Qwen3.5-9B-Claude-4.6-Opus-Reasoning-Distilled — NV-FP4 MLP + FP8 KV Cache

Quantized version of Jackrong/Qwen3.5-9B-Claude-4.6-Opus-Reasoning-Distilled — a reasoning-focused model distilled from Claude 4.6 Opus.

Quantized using NVIDIA ModelOpt with NV-FP4 weights for MLP layers and FP8 static calibration for KV cache.

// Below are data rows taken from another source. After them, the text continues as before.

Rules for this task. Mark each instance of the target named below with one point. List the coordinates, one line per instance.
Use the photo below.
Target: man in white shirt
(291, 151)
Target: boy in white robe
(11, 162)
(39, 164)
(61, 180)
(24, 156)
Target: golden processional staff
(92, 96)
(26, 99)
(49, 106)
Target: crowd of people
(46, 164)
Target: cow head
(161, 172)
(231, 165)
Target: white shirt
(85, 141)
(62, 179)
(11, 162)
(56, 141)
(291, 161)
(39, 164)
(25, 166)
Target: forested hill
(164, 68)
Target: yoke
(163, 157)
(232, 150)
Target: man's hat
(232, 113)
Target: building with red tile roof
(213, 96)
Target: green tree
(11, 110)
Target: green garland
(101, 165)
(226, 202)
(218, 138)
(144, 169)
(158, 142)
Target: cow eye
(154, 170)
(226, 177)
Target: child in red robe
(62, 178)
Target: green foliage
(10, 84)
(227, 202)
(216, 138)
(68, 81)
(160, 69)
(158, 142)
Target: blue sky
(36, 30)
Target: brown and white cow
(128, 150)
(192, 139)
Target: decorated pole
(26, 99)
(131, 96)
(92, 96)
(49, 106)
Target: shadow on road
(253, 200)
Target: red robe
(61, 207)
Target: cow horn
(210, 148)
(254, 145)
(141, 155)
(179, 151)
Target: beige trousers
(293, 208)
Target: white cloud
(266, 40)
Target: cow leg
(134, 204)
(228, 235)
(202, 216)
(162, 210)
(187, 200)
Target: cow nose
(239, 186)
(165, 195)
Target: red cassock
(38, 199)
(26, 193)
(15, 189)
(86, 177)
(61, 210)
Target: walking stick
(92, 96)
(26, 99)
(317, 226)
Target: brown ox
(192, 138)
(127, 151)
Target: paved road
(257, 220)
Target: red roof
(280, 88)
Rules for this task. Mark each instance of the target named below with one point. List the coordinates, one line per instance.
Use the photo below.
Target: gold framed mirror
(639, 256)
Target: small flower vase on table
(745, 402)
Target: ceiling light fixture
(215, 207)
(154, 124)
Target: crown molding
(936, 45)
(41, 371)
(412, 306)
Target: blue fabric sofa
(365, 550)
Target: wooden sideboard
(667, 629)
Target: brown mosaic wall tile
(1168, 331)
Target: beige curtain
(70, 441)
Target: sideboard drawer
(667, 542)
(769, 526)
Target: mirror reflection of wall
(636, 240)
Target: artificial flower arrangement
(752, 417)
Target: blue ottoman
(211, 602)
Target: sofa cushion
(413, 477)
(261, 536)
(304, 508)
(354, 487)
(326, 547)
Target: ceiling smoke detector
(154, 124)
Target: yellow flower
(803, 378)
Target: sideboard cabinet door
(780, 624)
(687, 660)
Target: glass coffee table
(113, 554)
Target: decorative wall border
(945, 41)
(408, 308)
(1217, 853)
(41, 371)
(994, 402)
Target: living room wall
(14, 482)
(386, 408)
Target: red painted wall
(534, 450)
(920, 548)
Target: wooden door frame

The visual encoder (VLM components) and LM head are kept in original precision.

Quantization Details

Parameter	Value
Method	NVIDIA ModelOpt PTQ (Post-Training Quantization)
MLP weights	NV-FP4 `(2,1)`-bit, block size 16, dynamic scale
KV Cache	FP8 static calibration, per-tensor
Visual encoder	Not quantized (kept in bf16)
LM head	Not quantized
Calibration dataset	`nvidia/nemotron-post-training-dataset-v2`
Calibration samples	2048
Calibration seq length	3072 tokens

What was quantized and what was not

✅ Quantized: language_model.layers.*.mlp.* (gate/up/down projections) — NV-FP4
✅ Quantized: self_attn.k/v_bmm_quantizer on standard attention layers — FP8 KV cache
❌ Skipped: model.visual.* — visual encoder kept at bf16 (too sensitive to quantization)
❌ Skipped: linear_attn (Mamba-style) layers — non-standard architecture, excluded automatically
❌ Skipped: lm_head, mtp.layers.0 — standard practice, excluded automatically

Hardware Requirements

Component	Recommended
GPU VRAM (inference)	6–8 GB (vs ~18 GB for bf16 original)
GPU architecture	NVIDIA Ada Lovelace / Hopper (RTX 40xx, RTX 50xx, H100)
CUDA	12.1+

Note: NV-FP4 requires hardware support for FP4 tensor cores. RTX 4090, RTX 5070 Ti and newer Ada/Hopper GPUs are fully supported. Older architectures will fall back to FP8 or FP16 emulation.

Quality Validation

A medical reasoning sample was tested before and after PTQ. The model produced the correct answer (option E) in both cases with equivalent explanation quality — confirming minimal degradation from quantization.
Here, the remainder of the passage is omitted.